5. Create a PrometheusRule with an alert expression. This example uses vector(1) as the expression, such that its value will be always "1" and the alert will be trigged continuously:

apiVersion: monitoring.coreos.com/v1
kind: PrometheusRule
metadata:
  name: test-rule
  namespace: cattle-monitoring-system
spec:
  groups:
    - name: test-rule
      rules:
        - alert: test-alert
          expr: vector(1)
          for: 0s
          labels:
            namespace: cattle-monitoring-system
            severity: critical

6. Wait for the alert to appear in the Alertmanager Alerts UI. 7. Check the log of the webhook-receiver pod and observe that the test-rule alert is received, similar to the following:

Starting nc listener with 1 second timeout...
Waiting for connection...

--- RECEIVED FULL REQUEST ---

POST / HTTP/1.1
Host: webhook-receiver-service
User-Agent: Alertmanager/0.28.1
Content-Length: 1214
Content-Type: application/json

{"receiver":"cattle-monitoring-system/webhook-receiver-am-config/webhook-receiver-pod","status":"firing","alerts":[{"status":"firing","labels":{"alertname":"test-alert","namespace":"cattle-monitoring-system","prometheus":"cattle-monitoring-system/rancher-monitoring-prometheus","severity":"critical"},"annotations":{},"startsAt":"2025-10-14T09:04:11.437Z","endsAt":"0001-01-01T00:00:00Z","generatorURL":"https://142.93.230.60.nip.io/k8s/clusters/c-m-d2xdbdjr/api/v1/namespaces/cattle-monitoring-system/services/http:rancher-monitoring-prometheus:9090/proxy/graph?g0.expr=vector%281%29\u0026g0.tab=1","fingerprint":"163a7e819a18ef74"}],"groupLabels":{"namespace":"cattle-monitoring-system"},"commonLabels":{"alertname":"test-alert","namespace":"cattle-monitoring-system","prometheus":"cattle-monitoring-system/rancher-monitoring-prometheus","severity":"critical"},"commonAnnotations":{},"externalURL":"https://142.93.230.60.nip.io/k8s/clusters/c-m-d2xdbdjr/api/v1/namespaces/cattle-monitoring-system/services/http:rancher-monitoring-alertmanager:9093/proxy","version":"4","groupKey":"{}/{namespace=\"cattle-monitoring-system\"}/{severity=\"critical\"}:{namespace=\"cattle-monitoring-system\"}","truncatedAlerts":0}

--- END OF REQUEST ---

Following this method, it is possible to test Alertmanager and PrometheusRule configurations without needing a third party app or configuring an external receiver.
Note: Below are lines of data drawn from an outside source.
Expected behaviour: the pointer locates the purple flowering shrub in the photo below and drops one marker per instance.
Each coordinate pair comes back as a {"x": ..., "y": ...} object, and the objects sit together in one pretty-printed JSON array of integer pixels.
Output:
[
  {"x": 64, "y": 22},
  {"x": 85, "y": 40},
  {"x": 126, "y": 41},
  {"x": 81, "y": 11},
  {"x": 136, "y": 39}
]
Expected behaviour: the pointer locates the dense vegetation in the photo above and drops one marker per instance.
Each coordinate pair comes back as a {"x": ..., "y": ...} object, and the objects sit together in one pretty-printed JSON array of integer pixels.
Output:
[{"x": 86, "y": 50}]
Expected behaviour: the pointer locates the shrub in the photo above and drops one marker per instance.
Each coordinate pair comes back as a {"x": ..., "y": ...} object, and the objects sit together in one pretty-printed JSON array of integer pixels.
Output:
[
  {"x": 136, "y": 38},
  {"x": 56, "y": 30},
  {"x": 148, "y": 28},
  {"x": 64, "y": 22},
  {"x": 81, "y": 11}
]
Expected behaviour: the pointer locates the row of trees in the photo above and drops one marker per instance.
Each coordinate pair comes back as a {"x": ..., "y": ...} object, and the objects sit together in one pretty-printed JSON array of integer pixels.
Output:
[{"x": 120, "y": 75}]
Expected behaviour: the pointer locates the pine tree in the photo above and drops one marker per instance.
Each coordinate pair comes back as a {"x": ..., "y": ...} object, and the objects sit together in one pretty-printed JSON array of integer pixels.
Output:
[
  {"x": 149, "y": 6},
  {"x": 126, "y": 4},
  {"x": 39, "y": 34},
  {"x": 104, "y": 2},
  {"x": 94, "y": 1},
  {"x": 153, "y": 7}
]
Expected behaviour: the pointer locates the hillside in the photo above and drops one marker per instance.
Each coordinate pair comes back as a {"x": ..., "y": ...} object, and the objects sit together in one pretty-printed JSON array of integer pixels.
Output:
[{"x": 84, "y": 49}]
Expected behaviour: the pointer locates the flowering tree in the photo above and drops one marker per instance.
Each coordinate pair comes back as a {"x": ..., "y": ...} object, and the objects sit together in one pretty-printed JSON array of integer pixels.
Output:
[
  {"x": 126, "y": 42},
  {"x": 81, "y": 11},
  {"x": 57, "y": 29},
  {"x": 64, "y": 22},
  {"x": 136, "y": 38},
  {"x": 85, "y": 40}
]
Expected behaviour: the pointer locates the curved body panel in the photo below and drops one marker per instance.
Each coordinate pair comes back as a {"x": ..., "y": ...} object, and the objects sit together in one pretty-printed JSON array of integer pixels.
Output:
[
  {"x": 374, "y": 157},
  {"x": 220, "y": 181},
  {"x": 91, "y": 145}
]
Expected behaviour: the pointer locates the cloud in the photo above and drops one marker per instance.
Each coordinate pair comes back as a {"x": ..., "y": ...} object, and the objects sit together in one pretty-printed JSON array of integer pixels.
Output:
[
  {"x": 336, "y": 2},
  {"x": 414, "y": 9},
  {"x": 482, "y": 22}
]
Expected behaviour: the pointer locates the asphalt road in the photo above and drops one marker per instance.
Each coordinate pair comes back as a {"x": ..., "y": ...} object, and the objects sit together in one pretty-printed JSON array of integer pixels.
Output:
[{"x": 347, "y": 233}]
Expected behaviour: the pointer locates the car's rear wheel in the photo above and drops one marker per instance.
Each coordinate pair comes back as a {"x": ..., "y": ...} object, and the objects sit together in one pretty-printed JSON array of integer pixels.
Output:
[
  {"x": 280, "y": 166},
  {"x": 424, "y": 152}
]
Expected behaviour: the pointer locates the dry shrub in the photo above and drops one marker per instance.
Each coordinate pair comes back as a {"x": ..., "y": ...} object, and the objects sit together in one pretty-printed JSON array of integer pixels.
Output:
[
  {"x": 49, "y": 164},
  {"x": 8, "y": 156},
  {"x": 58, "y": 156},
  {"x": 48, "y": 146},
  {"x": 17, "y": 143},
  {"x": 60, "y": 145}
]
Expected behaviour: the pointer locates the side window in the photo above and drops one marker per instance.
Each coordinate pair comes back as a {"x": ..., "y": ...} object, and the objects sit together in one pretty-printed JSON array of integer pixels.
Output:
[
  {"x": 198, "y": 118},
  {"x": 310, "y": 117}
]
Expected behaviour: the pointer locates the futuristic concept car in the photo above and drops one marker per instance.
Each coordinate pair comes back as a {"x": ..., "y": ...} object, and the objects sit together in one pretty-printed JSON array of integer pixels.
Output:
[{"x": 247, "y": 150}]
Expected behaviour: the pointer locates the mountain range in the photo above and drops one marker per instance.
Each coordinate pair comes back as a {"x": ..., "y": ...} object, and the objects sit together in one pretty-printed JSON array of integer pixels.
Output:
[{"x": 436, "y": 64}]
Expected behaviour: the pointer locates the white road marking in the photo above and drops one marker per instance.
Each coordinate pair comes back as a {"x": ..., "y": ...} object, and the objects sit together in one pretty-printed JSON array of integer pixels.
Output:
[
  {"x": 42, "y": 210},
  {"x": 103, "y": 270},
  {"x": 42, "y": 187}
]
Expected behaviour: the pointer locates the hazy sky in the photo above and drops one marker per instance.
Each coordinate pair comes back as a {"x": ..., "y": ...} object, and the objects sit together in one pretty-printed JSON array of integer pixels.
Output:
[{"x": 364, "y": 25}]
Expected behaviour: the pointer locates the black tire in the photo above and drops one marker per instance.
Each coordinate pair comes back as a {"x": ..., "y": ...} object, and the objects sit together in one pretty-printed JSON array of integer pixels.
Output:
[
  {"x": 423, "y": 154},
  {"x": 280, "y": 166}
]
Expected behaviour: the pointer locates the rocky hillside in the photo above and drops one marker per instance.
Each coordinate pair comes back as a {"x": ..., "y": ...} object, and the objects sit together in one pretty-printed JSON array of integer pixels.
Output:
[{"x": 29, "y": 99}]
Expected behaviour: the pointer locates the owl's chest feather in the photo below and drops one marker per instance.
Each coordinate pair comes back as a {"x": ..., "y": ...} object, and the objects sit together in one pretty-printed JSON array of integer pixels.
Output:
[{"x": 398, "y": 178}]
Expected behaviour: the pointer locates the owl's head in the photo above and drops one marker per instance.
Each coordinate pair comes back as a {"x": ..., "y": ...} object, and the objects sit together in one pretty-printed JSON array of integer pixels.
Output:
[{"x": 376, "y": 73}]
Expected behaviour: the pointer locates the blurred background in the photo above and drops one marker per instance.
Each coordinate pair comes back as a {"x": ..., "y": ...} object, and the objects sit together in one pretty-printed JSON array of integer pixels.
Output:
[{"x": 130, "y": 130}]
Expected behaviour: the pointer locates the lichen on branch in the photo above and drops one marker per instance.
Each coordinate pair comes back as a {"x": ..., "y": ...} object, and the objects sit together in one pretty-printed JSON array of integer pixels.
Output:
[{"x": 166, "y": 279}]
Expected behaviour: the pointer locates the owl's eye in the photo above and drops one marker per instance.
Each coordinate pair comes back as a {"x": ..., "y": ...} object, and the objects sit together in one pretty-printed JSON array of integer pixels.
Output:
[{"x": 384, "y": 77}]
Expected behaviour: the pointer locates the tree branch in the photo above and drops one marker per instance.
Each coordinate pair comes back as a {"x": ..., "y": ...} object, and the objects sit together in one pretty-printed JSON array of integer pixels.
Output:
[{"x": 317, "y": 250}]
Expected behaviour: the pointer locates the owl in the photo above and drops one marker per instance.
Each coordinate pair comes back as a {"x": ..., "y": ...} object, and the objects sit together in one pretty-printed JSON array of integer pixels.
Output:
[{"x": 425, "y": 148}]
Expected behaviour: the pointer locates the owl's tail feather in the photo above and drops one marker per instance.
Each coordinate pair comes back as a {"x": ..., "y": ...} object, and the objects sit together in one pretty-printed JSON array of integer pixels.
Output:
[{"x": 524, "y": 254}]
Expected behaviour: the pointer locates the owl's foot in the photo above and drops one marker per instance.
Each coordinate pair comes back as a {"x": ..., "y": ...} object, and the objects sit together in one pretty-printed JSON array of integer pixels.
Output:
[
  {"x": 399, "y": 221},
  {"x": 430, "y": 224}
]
This is useful to see if the alerts arrive as expected or if they are not being sent. If you are struggling to correctly apply an AlertmanagerConfig, you can check the rancher-monitoring-operator pod logs, in order to check that the syntax is correct and was accepted; the Alertmanager pod logs; as well as the value of the PrometheusRule expression, using the Prometheus Query UI, to confirm whether the alert should currently trigger.